Indonesia berargumen bahwa hukum tersebut akan merugikan petani kelapa sawit kecil, menghambat upaya mencapai tujuan pembangunan berkelanjutan, karena petani akan kesulitan mematuhi aturan geolokasi.
Indonesia juga khawatir akan diberi label sebagai negara "berisiko tinggi" yang dapat mengakibatkan inspeksi yang lebih mahal untuk produk-produknya.
Pemerintah menyatakan tingkat pembabatan hutan telah menurun, namun para aktivis lingkungan mengatakan bahwa beberapa petani dan perusahaan masih melakukan pembabatan hutan untuk penanaman kelapa sawit.
Indonesia juga termasuk dalam sepuluh negara penghasil emisi karbon terbesar di dunia, terutama karena pembabatan hutan dan lahan gambut.

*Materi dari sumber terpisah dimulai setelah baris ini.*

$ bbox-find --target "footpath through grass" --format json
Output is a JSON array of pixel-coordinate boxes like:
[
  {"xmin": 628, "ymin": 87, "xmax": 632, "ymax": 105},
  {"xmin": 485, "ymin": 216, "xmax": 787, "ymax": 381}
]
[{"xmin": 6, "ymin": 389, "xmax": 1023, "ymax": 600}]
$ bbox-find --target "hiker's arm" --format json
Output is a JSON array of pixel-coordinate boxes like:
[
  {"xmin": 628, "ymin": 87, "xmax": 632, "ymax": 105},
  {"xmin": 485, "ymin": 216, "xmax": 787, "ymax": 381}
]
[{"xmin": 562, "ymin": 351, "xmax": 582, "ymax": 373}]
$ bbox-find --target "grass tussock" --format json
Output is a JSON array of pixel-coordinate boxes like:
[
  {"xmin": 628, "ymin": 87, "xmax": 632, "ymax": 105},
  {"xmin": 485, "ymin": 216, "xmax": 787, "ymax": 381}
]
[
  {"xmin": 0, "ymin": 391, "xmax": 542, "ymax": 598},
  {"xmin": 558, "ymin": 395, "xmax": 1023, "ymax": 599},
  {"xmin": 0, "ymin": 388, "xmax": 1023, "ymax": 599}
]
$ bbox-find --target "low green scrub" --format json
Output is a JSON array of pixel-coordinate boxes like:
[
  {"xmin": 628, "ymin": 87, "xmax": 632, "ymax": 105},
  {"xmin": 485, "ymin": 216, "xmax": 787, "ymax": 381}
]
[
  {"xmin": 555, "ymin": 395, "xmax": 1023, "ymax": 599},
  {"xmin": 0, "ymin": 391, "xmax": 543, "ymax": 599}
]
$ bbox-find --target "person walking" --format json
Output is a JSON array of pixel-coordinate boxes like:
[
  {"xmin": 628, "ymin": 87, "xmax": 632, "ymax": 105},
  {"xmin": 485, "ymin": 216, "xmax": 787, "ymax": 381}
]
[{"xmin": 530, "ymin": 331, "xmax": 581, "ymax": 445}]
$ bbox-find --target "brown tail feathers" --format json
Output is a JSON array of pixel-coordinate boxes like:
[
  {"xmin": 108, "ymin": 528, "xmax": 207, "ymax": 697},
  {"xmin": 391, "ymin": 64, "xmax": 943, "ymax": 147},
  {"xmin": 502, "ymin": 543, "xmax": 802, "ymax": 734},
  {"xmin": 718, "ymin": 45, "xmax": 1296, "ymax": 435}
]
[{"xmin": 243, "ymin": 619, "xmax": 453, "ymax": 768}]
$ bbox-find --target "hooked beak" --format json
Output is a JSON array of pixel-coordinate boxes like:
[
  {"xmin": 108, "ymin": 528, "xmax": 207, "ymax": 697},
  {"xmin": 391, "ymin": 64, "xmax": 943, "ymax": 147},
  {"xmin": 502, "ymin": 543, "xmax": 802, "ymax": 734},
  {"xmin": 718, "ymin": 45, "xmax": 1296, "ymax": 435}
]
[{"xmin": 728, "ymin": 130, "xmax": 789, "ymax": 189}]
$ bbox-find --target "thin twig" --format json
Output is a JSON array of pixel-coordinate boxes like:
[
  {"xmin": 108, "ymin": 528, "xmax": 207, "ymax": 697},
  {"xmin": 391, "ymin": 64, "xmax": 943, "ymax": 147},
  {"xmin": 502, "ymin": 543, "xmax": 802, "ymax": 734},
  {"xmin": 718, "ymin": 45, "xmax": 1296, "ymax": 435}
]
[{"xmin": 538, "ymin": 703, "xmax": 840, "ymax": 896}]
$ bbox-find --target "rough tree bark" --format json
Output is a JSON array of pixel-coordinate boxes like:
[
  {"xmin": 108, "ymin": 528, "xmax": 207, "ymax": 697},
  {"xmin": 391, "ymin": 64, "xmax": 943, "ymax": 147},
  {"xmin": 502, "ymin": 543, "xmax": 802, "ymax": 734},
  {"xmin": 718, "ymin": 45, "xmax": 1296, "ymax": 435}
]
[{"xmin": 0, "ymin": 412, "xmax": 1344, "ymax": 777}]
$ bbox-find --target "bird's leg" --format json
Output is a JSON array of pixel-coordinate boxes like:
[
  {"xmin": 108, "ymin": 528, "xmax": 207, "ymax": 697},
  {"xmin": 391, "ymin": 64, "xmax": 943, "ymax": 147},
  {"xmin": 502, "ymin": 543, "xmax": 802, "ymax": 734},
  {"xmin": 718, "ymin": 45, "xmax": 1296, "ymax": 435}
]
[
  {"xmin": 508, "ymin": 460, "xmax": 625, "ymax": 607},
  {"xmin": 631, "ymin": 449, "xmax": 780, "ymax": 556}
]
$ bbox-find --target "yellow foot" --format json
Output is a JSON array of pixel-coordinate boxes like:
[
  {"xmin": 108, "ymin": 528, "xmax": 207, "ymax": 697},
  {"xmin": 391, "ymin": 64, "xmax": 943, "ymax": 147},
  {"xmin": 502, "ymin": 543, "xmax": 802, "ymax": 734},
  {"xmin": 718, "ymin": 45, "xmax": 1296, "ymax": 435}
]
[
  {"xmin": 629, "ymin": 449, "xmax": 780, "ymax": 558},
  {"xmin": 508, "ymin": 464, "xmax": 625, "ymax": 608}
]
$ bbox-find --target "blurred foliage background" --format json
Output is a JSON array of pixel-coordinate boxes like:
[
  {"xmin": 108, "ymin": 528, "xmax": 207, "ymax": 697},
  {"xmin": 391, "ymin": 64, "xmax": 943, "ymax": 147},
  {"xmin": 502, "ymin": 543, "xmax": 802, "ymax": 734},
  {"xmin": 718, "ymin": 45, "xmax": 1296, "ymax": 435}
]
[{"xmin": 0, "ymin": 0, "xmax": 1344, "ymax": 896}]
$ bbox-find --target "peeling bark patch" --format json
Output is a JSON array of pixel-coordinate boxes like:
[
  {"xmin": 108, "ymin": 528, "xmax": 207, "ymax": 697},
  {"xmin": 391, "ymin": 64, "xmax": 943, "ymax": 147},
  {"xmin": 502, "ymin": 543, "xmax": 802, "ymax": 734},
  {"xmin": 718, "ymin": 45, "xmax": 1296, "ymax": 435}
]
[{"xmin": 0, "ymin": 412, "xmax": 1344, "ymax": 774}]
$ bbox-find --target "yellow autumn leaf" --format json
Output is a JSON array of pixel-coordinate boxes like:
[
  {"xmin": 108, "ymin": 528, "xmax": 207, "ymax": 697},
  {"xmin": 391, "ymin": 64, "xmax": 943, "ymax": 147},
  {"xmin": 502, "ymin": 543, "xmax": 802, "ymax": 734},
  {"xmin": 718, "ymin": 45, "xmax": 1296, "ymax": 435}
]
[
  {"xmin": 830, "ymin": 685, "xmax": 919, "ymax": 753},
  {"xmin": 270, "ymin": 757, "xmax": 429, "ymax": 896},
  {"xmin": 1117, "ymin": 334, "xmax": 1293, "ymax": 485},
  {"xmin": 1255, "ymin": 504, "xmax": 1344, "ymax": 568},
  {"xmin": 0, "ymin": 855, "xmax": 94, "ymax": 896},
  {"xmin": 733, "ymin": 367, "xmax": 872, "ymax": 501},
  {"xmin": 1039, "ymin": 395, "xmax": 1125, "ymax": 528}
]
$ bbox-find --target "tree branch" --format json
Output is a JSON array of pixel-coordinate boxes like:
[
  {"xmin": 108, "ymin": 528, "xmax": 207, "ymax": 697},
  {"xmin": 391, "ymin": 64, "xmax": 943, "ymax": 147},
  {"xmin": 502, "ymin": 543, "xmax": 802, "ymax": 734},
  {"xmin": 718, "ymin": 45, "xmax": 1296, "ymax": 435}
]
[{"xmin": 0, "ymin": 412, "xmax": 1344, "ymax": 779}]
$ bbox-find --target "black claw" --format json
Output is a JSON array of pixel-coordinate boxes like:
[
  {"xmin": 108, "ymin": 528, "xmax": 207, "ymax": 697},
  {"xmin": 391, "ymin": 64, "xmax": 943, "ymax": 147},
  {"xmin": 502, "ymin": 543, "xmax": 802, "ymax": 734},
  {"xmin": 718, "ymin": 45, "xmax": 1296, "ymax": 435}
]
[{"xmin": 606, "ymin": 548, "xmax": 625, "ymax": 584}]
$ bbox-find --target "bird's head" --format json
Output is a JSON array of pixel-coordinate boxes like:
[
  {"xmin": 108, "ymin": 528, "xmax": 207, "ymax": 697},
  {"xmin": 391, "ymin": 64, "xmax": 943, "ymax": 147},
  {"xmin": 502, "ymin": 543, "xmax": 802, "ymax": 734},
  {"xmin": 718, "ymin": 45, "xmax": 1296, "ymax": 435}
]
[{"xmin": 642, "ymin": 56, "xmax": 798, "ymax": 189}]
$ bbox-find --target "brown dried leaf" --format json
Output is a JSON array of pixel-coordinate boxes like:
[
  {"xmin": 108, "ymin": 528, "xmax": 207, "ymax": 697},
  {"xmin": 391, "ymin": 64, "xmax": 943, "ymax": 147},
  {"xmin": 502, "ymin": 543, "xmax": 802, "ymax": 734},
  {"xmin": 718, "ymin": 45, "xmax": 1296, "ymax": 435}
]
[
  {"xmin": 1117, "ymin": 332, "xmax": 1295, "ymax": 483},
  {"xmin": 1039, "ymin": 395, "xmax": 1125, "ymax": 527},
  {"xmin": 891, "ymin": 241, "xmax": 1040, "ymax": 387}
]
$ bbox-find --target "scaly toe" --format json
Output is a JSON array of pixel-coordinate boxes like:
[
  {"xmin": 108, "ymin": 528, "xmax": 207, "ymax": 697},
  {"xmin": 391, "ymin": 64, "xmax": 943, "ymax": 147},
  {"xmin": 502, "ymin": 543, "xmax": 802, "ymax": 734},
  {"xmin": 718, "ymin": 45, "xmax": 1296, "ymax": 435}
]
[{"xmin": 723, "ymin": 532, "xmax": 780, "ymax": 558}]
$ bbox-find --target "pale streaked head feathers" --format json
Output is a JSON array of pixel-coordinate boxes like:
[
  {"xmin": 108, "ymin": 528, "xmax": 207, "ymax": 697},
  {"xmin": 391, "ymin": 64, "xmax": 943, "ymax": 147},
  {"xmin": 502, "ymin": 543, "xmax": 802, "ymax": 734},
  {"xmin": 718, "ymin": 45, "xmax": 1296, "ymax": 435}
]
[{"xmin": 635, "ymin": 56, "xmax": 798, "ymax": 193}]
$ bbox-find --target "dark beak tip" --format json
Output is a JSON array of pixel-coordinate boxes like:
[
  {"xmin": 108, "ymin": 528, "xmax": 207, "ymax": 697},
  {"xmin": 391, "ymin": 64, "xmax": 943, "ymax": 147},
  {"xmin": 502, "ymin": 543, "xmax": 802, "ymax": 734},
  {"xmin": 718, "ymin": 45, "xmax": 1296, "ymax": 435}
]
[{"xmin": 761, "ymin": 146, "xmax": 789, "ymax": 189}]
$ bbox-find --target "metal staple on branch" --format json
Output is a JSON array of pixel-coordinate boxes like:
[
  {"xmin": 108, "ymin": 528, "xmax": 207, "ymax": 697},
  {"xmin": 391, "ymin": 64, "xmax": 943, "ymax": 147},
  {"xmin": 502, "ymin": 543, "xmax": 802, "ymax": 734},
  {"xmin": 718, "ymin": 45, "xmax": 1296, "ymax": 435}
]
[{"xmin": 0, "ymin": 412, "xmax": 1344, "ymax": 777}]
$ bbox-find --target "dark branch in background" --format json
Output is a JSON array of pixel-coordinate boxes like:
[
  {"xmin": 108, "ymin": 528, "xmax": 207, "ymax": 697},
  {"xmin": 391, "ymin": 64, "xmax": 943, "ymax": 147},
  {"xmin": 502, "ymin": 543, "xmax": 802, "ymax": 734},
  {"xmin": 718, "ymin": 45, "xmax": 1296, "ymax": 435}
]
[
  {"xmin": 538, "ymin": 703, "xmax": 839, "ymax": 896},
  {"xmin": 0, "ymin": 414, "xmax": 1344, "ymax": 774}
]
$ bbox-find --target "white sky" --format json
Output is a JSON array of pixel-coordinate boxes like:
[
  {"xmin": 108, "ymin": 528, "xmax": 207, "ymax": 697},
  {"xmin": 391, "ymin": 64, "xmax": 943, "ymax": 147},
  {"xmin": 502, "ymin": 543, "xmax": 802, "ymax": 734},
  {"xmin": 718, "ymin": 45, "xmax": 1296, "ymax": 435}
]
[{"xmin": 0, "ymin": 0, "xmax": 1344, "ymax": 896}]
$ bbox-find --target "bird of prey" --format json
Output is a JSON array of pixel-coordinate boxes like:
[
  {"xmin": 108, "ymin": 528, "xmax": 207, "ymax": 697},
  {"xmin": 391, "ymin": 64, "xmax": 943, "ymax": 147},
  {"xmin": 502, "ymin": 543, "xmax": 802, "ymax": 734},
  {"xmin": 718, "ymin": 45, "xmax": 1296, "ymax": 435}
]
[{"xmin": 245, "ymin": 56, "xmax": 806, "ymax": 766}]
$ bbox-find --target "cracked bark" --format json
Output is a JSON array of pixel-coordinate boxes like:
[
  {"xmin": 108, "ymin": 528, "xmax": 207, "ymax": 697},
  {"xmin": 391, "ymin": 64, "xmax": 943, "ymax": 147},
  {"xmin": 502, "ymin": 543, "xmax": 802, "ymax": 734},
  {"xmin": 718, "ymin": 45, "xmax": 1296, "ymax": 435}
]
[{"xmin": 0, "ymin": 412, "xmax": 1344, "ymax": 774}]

Secara terpisah, Airlangga mengatakan bahwa Indonesia juga telah mengusulkan agar Kerangka Ekonomi Indo-Pasifik yang dipimpin oleh AS mencakup perjanjian perdagangan tentang mineral kritis, sehingga perusahaan-perusahaan yang beroperasi di Indonesia dapat mendapatkan manfaat dari kredit pajak AS.
Masih kata Airlangga, usulan tersebut sudah mendapat dukungan dari negara-negara Asia Tenggara lainnya serta Australia, setelah Indonesia mengusulkan FTA terbatas dengan AS yang mencakup bahan baku baterai.
Perundingan dengan Uni Eropa dan negosiasi CEPA yang sedang berlangsung terkait deforestasi ini memang akan terus jadi perhatian utama dalam hubungan ekonomi antara kedua belah pihak. Indonesia mengharapkan bisa mencapai kesepakatan yang adil dan saling menguntungkan, bersamaan dengan menjaga lingkungan dan petani-petani kecil di industri kelapa sawit.